For rolling hash, how do you decide which MOD to pick/ whether to use a tuple of 2 or more hashes? It is hard to know a priori whether the mod is high enough to prevent collisions / too high to cause memory limit / and multiple hashes could cause time limit. In This, 10**9 + 7 gave an incorrect answer, while 10**18 + 3 was accepted. Using a pair of hashes with 10**9 + 7 and 998244353 gave memory limit exceeded.
Auto comment: topic has been updated by SamuelTull (previous revision, new revision, compare).
2^61 — 1 is best
I also want to know the same, how to select the prime number and MOD value pair.
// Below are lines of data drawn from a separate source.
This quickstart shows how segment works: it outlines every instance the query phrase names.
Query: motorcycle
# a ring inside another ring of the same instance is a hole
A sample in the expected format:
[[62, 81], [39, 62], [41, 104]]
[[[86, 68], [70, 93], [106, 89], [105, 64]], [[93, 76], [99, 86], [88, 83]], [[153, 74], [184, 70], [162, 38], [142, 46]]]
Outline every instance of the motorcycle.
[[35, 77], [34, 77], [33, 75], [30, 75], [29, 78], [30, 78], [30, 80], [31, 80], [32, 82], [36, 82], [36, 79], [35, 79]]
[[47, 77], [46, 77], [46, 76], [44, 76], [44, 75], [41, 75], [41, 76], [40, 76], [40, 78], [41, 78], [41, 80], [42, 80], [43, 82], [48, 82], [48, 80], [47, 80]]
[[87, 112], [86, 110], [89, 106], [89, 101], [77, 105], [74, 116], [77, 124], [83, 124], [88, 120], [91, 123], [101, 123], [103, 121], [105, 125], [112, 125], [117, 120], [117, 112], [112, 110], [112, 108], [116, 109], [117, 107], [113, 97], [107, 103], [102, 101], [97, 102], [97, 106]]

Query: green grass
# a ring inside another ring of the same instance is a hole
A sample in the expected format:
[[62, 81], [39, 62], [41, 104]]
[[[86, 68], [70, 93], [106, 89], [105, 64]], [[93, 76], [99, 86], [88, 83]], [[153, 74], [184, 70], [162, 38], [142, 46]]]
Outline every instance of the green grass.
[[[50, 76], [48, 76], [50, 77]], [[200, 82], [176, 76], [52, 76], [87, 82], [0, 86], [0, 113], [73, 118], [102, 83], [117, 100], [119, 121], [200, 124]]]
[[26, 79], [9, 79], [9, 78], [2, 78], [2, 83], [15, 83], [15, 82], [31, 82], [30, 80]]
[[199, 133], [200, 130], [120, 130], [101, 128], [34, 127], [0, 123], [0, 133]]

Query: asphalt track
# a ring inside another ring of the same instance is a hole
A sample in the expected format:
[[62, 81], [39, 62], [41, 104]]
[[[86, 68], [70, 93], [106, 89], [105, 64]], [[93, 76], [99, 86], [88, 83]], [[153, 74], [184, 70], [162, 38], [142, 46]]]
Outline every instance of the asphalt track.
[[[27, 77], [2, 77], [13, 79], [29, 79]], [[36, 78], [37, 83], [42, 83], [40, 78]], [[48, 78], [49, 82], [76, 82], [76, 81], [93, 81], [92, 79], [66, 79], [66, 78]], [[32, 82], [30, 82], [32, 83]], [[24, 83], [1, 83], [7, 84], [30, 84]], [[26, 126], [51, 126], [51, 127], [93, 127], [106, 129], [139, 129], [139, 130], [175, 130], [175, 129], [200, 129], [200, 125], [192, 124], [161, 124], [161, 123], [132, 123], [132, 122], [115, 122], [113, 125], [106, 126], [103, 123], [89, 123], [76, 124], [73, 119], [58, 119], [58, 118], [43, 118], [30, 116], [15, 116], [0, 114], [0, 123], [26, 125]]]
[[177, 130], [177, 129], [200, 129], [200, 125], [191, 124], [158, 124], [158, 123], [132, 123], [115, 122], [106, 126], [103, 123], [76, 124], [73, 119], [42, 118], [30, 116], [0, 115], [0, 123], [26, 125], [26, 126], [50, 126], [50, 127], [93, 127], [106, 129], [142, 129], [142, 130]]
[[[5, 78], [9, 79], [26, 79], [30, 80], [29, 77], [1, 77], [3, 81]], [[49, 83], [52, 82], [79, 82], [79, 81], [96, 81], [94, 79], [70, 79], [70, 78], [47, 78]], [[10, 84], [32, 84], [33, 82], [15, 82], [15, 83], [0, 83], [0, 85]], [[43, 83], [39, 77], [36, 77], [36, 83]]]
As sometimes for me (31, 1e9+9) (31, 2**61-1) pair haven't worked, But (33, 2**61-1) has worked. and 999999999999989 this value for MOD has worked in some cases as well.
Hi. Each comparision has a probability of failing, I'm not that good at calculating it, but you can read about it somewhere. Usually you're gonna have to use one big mod ($$$2^61 -1$$$) for example, or two mods like ($$$10^9+9$$$ or $$$10^9+7$$$. Now for the numbers to multiply by, what is usually recommended is an integer close to the alphabet size ($$$31$$$). But if there are hacks in the contest, the code can be hacked. One way to avoid that is using a random prime up to $$$n$$$, like I got hacked on the last contest because of using $$$31$$$ and $$$29$$$ but when I submitted with random primes it got accepted. You can read more on cp algos or usaco guide
Got headache after reading multiple things on this and I don't know why but it seems like keeping a greater base and MOD might be better than keeping it close to the limits. Like instead of 31 we can keep a greater base and instead of 1e9+9, 2^61-1 should be better. Don't know if this is a guaranteed pair but at least this might lower the chances of hacks.
Maybe a greater mod is better, but still the base shouldn't be constant. Just use a random one. I think any prime works though. Even if you use a big base, if it's constant then it can be hacked.
I haven't analyzed my hashing procedure formally, but I've never had any issues using $$$10^9 + 7$$$ and $$$10^9 + 9$$$ as moduli with a random base (not necessarily prime). To improve memory usage in your last submission, you can represent hashes with two moduli as a single integer $$$H_1 \cdot MOD_2 + H_2$$$ so that your map can work with integers rather than pairs. I'm not sure what the correct way to optimize time efficiency is in Python, but in C++ taking numbers modulo a constant prime is fairly efficient, so even with two hashes TLE won't be an issue so long as you declare
MOD
andMOD2
asconst
. See here for my (somewhat janky) template.